=======================================
Gaussian-Process Factor Analysis (GPFA)
=======================================

Gaussian-process factor analysis (GPFA) is a dimensionality reduction method [Yu2009]_ that extracts smooth, low-dimensional latent trajectories from noisy, high-dimensional time series data.
GPFA applies `factor analysis (FA) <https://scikit-learn.org/stable/modules/generated/sklearn.decomposition.FactorAnalysis.html>`_ to observed data to simultaneously reduce their dimensionality and smooth the resulting low-dimensional trajectories by fitting a `Gaussian process (GP) <https://scikit-learn.org/stable/modules/generated/sklearn.gaussian_process.kernels.Kernel.html#sklearn.gaussian_process.kernels.Kernel>`_ model to them.
See the below :ref:`notes` for its main differences to the popular PCA dimensionality redunction method.

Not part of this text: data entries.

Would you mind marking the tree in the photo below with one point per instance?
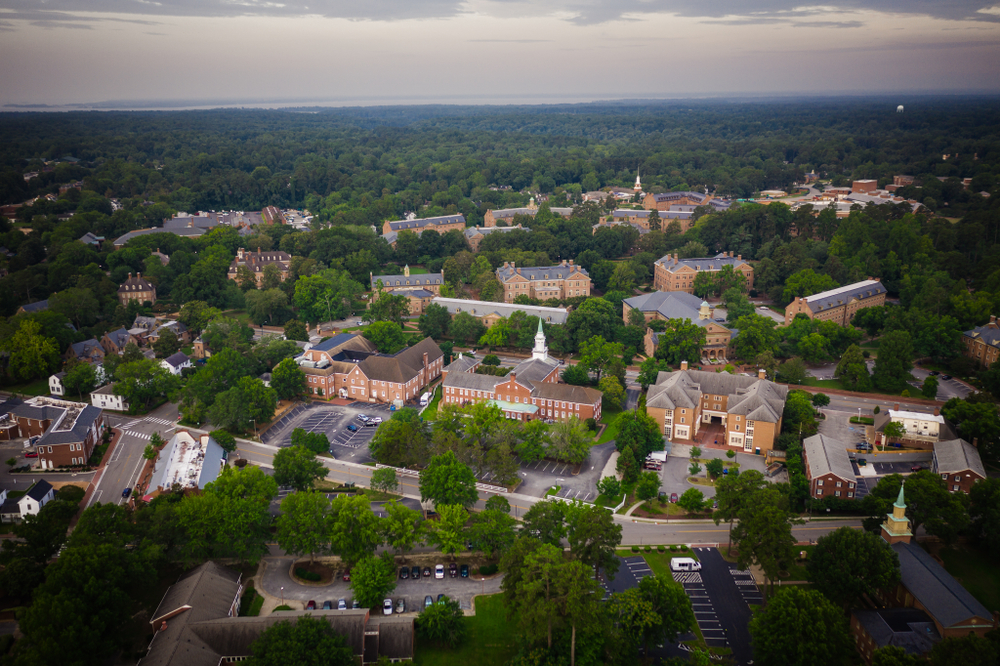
(353, 529)
(682, 340)
(80, 379)
(613, 395)
(372, 579)
(692, 500)
(308, 641)
(894, 362)
(799, 627)
(384, 480)
(224, 439)
(848, 564)
(387, 336)
(435, 321)
(442, 623)
(298, 468)
(288, 380)
(448, 531)
(301, 524)
(647, 486)
(446, 480)
(493, 532)
(401, 527)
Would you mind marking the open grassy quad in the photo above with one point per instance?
(490, 639)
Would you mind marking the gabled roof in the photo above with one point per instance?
(957, 455)
(938, 592)
(826, 455)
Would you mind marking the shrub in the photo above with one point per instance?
(307, 575)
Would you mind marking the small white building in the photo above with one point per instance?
(56, 386)
(105, 398)
(175, 363)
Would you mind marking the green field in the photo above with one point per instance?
(490, 640)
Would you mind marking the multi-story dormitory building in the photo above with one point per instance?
(530, 391)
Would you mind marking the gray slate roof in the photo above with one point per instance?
(826, 455)
(484, 308)
(425, 222)
(833, 298)
(957, 455)
(559, 272)
(938, 592)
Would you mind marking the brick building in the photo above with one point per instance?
(828, 469)
(748, 408)
(348, 366)
(562, 281)
(670, 273)
(667, 305)
(982, 343)
(838, 305)
(257, 261)
(530, 391)
(135, 288)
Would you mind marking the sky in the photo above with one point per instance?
(356, 52)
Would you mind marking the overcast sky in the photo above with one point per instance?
(371, 51)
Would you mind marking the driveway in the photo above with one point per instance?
(295, 594)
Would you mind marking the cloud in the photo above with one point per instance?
(582, 12)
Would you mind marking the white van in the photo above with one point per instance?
(684, 564)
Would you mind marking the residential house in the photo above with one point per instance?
(429, 281)
(828, 468)
(114, 341)
(982, 343)
(838, 305)
(667, 305)
(88, 351)
(564, 280)
(489, 312)
(257, 261)
(530, 391)
(671, 273)
(198, 624)
(349, 366)
(748, 409)
(105, 398)
(921, 430)
(187, 461)
(136, 289)
(175, 363)
(959, 464)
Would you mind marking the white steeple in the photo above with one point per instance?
(541, 350)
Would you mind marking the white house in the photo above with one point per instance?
(176, 362)
(55, 384)
(105, 398)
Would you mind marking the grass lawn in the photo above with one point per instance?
(976, 572)
(490, 639)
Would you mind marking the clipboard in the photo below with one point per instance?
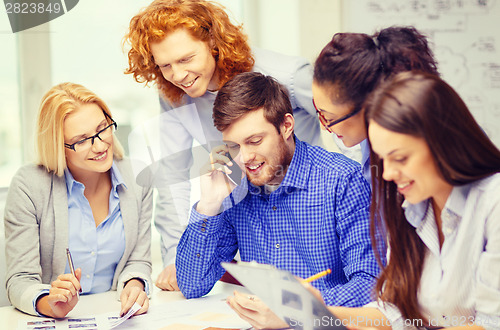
(284, 295)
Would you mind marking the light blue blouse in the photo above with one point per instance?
(96, 250)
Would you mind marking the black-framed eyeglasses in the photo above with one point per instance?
(327, 123)
(87, 143)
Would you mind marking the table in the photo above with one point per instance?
(108, 302)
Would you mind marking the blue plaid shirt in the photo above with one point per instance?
(317, 219)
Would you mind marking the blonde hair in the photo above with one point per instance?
(60, 101)
(205, 21)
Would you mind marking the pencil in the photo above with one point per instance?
(317, 276)
(72, 268)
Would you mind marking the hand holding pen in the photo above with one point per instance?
(63, 294)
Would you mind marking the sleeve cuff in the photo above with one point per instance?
(137, 276)
(44, 292)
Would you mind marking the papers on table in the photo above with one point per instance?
(194, 314)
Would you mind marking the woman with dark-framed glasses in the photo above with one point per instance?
(80, 195)
(351, 66)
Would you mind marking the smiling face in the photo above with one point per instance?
(258, 148)
(352, 130)
(186, 62)
(86, 121)
(409, 163)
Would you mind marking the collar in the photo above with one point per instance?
(455, 204)
(365, 153)
(116, 180)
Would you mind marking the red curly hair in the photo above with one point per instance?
(205, 21)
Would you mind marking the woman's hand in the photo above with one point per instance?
(167, 280)
(134, 292)
(62, 297)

This documentation describes `BlockInvGPFA`, a Python implementation of the GPFA model that incorporates several performance and usability improvements over existing implementations (e.g., from the Elephant toolbox [Denker2018]_).

The essential ingredients of the generative model underlying GPFA are *observations* :math:`\boldsymbol{X}` and *latent variables* :math:`\boldsymbol{Z}`.
For each high-dimensional time series in a dataset, the :math:`x_\textrm{dim}`-dimensional time series is split into :math:`T` time bins of size :math:`\delta t`, leading to the :math:`x_\textrm{dim} \times T`  matrix :math:`\boldsymbol{X}` that contains these data.
The observations in each time bin are assumed to be stochastically generated by a :math:`z_\textrm{dim}`-dimensional latent variable (:math:`z_\textrm{dim} < x_\textrm{dim}`) through some noisy linear mapping.
Across time, these latent variables are collected in the :math:`z_\textrm{dim} \times T` matrix :math:`\boldsymbol{Z}`.
A dataset usually contains a set of observations :math:`\boldsymbol{X}`'s that each have their associated latent variabes :math:`\boldsymbol{Z}`, and that all have the same observation and latent dimensions, :math:`x_\textrm{dim}` and :math:`z_\textrm{dim}`, but might differ in their number of time bins :math:`T`. 

.. _gpfa_prob_model:

GPFA's generative model is defined by the emission and the latent time-course models:

1. **Emission model**, :math:`p(\boldsymbol{X} | \boldsymbol{Z})`: GPFA's emission model assumes that, in each time bin :math:`t`, the observations :math:`\boldsymbol{x}_{:,t}` are generated independently through a stochastic linear mapping from the corresponding latent variables :math:`\boldsymbol{z}_{:,t}`,

   .. math:: \boldsymbol{x}_{:,t} | \boldsymbol{z}_{:,t} \sim \mathcal{N} \left( \boldsymbol{C} \boldsymbol{z}_{:,t} + \boldsymbol{d}, \boldsymbol{R} \right) ,

   where :math:`\boldsymbol{x}_{:,t}` and :math:`\boldsymbol{z}_{:,t}` are the :math:`t` th column (i.e., the :math:`t` th time bin) of :math:`\boldsymbol{X}` and :math:`\boldsymbol{Z}`, respectively, :math:`\mathcal{N}\left( \boldsymbol{\mu}, \boldsymbol{\Sigma}\right)` denotes the multivariate Gaussian with mean :math:`\boldsymbol{\mu}` and covariance :math:`\boldsymbol{\Sigma}`, and the loading matrix :math:`\boldsymbol{C}` (:math:`x_\textrm{dim} \times z_\textrm{dim}`), bias vector :math:`\boldsymbol{d}` (:math:`x_\textrm{dim}`), and diagonal (as in FA) emission covariance matrix :math:`\boldsymbol{R}` (:math:`x_\textrm{dim} \times x_\textrm{dim}`) are model parameters.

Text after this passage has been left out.